'Mr Wilder and Me' — Anti-fascist punch hidden in light reading

December 6, 2020
Issue 
Cover of Mr Wilder and Me by Jonathan Coe

Mr Wilder and Me
By Jonathan Coe
Penguin, 2020, 246 pp., $26.99

Originally from Austria, Billy Wilder was a force to be reckoned with in Hollywood from the 1930s, gathering 28 Oscars in his illustrious career. In the early 1960s his string of hits started to falter and, in the town where you are only as good as your last movie, he hit the skids.

In Mr Wilder and Me we meet him in the 1970s as he makes his final film, Fedora, which is somewhat of an allegory of his own story – an aging, washed up character still possessed by a creative spark. The novel is narrated by a young Greek woman, Calista who quite accidentally works as a translator on the Greek island locations.

As an innocent abroad in this exotic movie world she slowly discovers the back story to Billy Wilder and so leads the reader through a history lesson about his films.

That would make for nothing more than a diverting holiday read except for an abrupt change mid-way through the novel where Coe stops writing in the narrator’s voice and instead gives us an object lesson in how Wilder wrote his scripts.
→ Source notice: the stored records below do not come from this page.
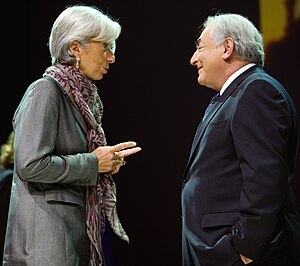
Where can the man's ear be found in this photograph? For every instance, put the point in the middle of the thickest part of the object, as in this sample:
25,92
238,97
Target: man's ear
228,46
74,47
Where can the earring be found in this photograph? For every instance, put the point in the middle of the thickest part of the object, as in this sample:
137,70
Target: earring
77,62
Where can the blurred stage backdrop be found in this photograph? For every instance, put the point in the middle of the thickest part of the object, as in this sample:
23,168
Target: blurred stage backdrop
151,96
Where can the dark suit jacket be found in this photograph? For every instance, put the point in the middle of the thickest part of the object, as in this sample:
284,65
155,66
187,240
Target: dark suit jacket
237,177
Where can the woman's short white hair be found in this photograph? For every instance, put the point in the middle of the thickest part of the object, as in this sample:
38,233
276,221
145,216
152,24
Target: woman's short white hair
247,39
82,24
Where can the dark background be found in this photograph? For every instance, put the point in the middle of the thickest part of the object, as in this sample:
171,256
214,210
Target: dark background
150,96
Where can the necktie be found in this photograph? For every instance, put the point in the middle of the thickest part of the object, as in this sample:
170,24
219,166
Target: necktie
213,100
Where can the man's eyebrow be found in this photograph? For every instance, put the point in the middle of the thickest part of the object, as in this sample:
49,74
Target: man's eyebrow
197,42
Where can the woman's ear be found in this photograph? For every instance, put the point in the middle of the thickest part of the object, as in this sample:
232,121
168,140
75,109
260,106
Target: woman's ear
74,47
228,45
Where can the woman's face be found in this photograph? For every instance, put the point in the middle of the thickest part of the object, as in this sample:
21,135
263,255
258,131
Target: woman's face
95,59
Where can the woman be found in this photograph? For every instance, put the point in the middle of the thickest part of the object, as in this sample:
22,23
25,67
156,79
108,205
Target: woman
62,186
6,174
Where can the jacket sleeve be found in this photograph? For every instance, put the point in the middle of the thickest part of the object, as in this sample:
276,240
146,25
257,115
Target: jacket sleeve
260,126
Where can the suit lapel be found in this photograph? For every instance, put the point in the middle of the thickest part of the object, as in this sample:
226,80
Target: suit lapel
205,121
75,111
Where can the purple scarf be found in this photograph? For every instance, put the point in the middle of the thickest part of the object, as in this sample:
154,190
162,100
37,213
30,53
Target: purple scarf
100,199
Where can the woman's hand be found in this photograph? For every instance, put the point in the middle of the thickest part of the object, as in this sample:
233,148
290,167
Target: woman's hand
111,158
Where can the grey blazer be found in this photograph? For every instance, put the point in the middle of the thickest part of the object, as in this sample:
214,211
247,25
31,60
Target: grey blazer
46,224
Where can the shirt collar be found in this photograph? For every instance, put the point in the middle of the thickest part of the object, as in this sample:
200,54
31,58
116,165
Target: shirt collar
235,75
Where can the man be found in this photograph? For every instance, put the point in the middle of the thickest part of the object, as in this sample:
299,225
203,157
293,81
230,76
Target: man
236,199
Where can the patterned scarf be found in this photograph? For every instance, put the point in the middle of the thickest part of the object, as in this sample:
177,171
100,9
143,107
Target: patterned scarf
100,199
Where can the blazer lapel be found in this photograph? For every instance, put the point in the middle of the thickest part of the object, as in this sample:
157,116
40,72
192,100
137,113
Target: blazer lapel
206,120
75,111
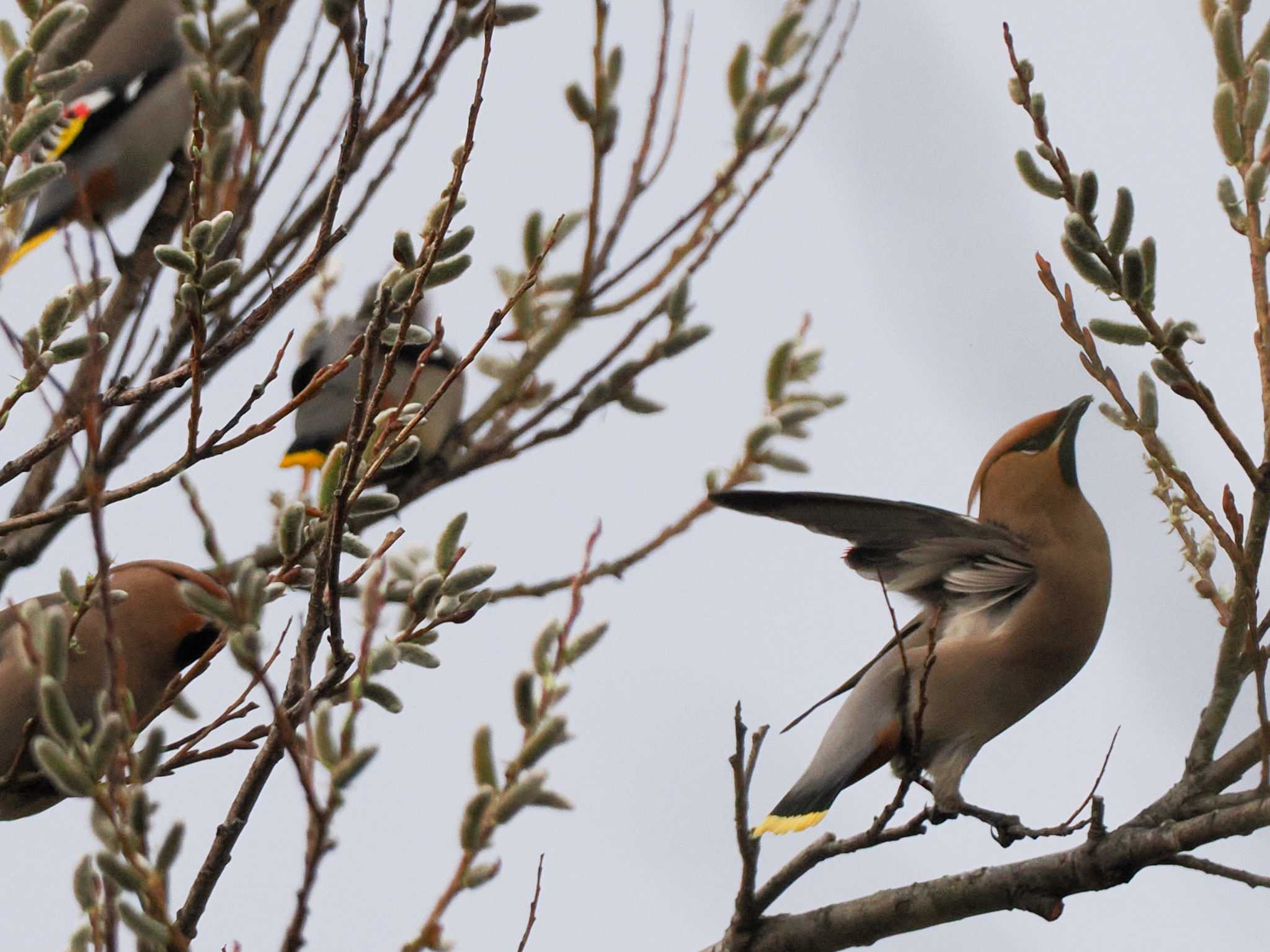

But the script is the story of his life in the movies and how he fled Nazi Germany.

It is a powerful anti-fascist piece of writing, and it is followed with a note-perfect joke that is completely in keeping with Wilder’s comic style.

It was around this point that I realised that each time I stopped to contemplate a passage, or laughed out loud or even turned the page it was at a time decided for me by Jonathan Coe. He is an unobtrusive yet masterful story teller.

Mr Wilder and Me is not high art but is a Christmas time reading indulgence with a bit of a punch.